Frequently Asked Questions
Data Flow Index (DFI)
Design and Architecture
Is DFI a database?
Whilst DFI is much like a database, and carries out many of the same functions, it is designed to supplement your database. It can be integrated with other components such as a streaming database, a data lake or a data warehouse to deliver end-to-end solutions.
Is DFI open source?
DFI is not open source and there are no plans to open source DFI.
How does DFI compare to Kafka?
DFI and Kafka are similar in that they do not replace the downstream pipeline or the need for a database. Kafka is a message broker and specializes in the delivery of messages across a distributed architecture, whereas DFI specializes in the ingest, index, store and query of spatiotemporal data at scale.
What type of data can be stored in DFI?
DFI is specifically designed for processing spatiotemporal data. Entity IDs up to 128 bits are stored in time and date stamp order with a 3-dimensional WGS84 geospatial point for latitude, longitude and altitude. All intersection and distance operations are computed on a sphere.
There is an optional payload of 255 bytes of metadata per row. This schema enables DFI to outperform other solutions when analyzing real-time streaming data from moving entities or analysis on 10 billion or more spatiotemporal records.
What data volumes does DFI support?
DFI is successfully proven to process and query 100 billion records on a single server and is theoretically designed to handle up to 1 trillion records. Data is stored on a local disk, so the maximum size of the data set is solely constrained by the hardware available.
How does DFI fit in my architecture?
DFI is used to accelerate spatiotemporal analysis in two key areas: processing of real-time streaming data and/or fast analysis of massive data sets.
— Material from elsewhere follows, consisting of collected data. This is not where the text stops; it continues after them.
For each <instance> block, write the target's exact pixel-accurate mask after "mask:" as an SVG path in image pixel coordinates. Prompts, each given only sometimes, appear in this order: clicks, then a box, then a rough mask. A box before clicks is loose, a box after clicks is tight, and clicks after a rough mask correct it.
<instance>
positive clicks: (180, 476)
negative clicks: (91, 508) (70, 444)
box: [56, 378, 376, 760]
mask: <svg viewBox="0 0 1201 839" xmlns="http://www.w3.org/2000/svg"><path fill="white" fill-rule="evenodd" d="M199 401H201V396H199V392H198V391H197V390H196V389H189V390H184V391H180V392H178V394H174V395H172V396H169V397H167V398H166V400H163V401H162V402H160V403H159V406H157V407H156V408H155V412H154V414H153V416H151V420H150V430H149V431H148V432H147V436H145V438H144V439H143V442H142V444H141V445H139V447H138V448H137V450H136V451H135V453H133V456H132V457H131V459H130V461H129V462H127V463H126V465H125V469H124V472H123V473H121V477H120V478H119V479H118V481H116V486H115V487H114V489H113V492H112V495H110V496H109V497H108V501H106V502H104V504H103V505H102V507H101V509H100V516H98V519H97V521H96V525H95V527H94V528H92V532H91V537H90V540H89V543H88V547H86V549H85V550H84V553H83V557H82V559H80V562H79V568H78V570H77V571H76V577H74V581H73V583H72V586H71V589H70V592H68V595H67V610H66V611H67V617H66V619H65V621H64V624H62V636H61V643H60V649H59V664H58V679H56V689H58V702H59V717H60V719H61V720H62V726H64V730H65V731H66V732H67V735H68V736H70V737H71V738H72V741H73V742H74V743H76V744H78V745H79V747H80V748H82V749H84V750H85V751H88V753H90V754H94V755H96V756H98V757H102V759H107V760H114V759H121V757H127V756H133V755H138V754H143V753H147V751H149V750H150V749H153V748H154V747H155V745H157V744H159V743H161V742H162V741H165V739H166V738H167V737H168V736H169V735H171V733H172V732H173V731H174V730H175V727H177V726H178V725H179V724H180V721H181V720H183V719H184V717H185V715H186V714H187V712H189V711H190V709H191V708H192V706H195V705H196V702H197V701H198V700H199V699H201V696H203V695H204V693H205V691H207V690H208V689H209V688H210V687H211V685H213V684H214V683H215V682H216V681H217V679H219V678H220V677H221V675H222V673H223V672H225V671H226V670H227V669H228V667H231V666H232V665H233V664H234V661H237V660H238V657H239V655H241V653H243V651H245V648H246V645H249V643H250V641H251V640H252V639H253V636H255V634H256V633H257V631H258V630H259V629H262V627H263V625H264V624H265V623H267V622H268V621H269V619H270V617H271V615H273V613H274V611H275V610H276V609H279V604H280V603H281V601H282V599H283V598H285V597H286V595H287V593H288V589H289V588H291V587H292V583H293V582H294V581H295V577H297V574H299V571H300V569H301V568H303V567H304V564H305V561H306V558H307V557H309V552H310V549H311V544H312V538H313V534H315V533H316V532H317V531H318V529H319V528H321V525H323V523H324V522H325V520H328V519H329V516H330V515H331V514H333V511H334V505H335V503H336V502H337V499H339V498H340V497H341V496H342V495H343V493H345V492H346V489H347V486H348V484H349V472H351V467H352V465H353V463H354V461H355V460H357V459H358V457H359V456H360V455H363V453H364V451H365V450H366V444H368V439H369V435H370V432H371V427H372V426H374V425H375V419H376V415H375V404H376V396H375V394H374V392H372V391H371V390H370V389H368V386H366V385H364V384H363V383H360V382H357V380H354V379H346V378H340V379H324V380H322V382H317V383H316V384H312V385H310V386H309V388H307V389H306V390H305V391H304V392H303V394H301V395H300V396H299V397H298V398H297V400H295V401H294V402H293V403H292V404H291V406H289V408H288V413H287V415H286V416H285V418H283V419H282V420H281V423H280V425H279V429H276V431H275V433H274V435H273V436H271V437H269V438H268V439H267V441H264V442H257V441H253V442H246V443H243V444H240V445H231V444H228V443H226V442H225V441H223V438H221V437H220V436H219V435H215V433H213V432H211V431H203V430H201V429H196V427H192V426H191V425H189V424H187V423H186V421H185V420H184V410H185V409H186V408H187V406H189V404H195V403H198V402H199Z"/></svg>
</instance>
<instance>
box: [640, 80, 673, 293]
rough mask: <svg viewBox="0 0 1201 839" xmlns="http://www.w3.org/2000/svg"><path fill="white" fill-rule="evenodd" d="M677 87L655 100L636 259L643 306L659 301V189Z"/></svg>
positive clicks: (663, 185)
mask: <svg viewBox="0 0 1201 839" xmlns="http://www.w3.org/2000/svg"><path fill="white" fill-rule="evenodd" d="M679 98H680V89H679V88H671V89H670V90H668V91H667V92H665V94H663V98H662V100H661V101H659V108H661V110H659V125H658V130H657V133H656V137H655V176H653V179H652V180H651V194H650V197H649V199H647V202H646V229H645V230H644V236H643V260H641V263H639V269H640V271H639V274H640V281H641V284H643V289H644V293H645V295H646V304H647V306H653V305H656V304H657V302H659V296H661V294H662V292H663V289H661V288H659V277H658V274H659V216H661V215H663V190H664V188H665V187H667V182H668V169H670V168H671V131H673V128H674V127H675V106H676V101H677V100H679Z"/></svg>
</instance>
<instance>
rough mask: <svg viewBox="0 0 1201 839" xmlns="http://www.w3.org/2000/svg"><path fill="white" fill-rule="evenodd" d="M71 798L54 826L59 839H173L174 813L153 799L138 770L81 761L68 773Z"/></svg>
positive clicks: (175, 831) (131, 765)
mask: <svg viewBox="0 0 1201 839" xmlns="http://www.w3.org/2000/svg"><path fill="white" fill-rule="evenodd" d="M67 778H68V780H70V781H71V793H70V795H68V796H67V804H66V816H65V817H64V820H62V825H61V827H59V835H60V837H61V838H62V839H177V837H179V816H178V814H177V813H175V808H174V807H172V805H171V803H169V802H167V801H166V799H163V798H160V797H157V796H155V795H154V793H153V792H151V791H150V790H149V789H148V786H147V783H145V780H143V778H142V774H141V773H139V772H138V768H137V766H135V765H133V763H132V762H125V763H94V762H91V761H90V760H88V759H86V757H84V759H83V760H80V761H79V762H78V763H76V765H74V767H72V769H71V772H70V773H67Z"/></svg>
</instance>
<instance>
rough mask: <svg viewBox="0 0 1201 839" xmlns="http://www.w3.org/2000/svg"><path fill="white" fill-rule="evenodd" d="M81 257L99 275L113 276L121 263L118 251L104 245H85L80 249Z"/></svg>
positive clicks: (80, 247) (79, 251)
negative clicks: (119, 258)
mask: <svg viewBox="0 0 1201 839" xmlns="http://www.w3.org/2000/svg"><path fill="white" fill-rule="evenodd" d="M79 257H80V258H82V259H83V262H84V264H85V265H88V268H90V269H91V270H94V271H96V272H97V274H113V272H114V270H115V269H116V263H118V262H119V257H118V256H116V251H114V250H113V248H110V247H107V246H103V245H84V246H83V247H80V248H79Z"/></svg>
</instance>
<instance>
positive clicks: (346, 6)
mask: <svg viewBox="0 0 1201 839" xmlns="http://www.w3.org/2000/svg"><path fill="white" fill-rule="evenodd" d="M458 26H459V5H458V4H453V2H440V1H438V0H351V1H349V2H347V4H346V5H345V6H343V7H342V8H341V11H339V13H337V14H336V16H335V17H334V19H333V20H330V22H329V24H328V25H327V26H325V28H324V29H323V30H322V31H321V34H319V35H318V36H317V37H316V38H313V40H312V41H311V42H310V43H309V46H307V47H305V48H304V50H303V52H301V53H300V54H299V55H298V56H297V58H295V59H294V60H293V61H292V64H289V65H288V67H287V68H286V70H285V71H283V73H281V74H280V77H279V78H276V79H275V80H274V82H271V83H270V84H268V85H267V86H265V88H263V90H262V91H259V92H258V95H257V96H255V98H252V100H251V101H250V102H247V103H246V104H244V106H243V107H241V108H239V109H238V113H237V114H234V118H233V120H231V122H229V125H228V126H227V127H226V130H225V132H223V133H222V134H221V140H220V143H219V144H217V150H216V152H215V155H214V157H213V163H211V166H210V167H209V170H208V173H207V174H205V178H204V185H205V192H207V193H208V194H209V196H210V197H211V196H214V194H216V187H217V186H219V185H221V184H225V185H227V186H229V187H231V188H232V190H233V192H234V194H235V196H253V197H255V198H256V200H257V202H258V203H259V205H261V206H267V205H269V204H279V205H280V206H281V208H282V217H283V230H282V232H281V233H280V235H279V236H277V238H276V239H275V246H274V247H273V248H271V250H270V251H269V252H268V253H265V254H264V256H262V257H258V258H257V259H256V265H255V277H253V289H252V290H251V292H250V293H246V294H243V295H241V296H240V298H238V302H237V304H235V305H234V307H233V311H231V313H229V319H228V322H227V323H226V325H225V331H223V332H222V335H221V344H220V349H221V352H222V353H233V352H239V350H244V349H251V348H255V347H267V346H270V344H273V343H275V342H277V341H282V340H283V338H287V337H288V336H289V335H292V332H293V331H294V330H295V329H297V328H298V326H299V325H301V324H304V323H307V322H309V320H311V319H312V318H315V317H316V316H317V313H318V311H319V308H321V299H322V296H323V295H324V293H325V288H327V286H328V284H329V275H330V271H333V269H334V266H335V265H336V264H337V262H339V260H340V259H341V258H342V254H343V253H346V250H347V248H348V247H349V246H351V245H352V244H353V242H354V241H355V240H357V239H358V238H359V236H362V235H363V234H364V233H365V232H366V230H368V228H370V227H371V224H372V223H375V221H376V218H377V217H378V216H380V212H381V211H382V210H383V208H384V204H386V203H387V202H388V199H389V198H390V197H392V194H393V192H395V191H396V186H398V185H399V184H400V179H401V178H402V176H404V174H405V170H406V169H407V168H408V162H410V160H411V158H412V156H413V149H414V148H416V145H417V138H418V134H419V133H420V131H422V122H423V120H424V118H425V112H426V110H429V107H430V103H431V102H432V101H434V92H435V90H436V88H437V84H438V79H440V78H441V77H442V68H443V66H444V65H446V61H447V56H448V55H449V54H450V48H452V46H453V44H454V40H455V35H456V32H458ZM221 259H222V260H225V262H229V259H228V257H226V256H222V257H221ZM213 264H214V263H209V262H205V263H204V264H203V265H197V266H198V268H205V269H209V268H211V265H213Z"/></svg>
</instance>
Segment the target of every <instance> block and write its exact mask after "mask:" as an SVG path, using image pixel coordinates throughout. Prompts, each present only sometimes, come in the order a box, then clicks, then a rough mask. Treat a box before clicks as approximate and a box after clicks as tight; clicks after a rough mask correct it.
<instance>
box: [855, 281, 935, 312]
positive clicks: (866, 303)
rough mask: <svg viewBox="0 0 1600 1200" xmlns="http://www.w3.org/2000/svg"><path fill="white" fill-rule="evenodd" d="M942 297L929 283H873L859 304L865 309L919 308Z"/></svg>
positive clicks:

- Embed DFI within the workflow to feed real time applications, detect events, create alerts, enable fast ad-hoc queries on streaming data or just filter incoming data for efficiency down the line
- Append DFI alongside current architecture to enable fast and effective ad-hoc queries on masses of data or to feed live, analytical dashboards with historic trend analysis
How do I use the DFI?
The DFI can be accessed / integrated with a standard Web API (https://api.dataflowindex.io/docs/api/). In addition we also provide a client-side Python package (https://pypi.org/project/dfipy/) to easily query the DFI from common data analytics platforms, such as Jupyter Notebooks.
Features and Capabilities
What type of queries can DFI run?
All points, count of points or unique sensors in a polygon or in a bounding box.
What can’t DFI do?
Roadmap capabilities, including:
- Aggregation functions such as “Group by” and analysis such as average, maximum and minimum speed
- Index and query of geometries other than points (e.g. polygons, polylines, etc.)
- Data persistency
- Storing multiple tables in a single DFI instance
- Geo fencing, i.e. alert when entities enter or exit a space
- Proximity queries (e.g. nearest neighbours)
How quickly does DFI make data available for querying?
Data is ingested and indexed at approximately 5 million rows per second. Each record can be queried immediately after ingestion.
How does DFI handle out of order events?
DFI assumes that ingestion is in temporal order. Modestly out-of-order events have little to no performance impact, depending on the size and frequency of delays. Ingestion in random temporal order adversely impacts the performance of queries with temporal attributes but does not affect performance of geospatial and entity search.
What happens when DFI is filled to capacity?
DFI enters “read only” mode. Ingestion of new data is suspended but existing data can be queried.
Does DFI support rollups and summaries?
These can be generated from the underlying raw data but are not currently computed automatically.
When should I use DFI?
Consider using DFI for quick and efficient analysis of extensive spatiotemporal data. DFI indexes data at 5 million rows per second, making it ideal for processing real-time data from moving entities. It excels at complex queries on billions of records, especially when combining data sets of 20-100 billion records that other technologies struggle with.
Is DFI SaaS or on-premise?
DFI is SaaS. In specific use cases, it may be available on-premise, on a private cloud or in future, at the edge.
Support
What level of skills are required to implement and work with the platform?
General System customer engineers will support DFI installation, setup and introductory training. Users should be familiar with Python to get the most out of the solution.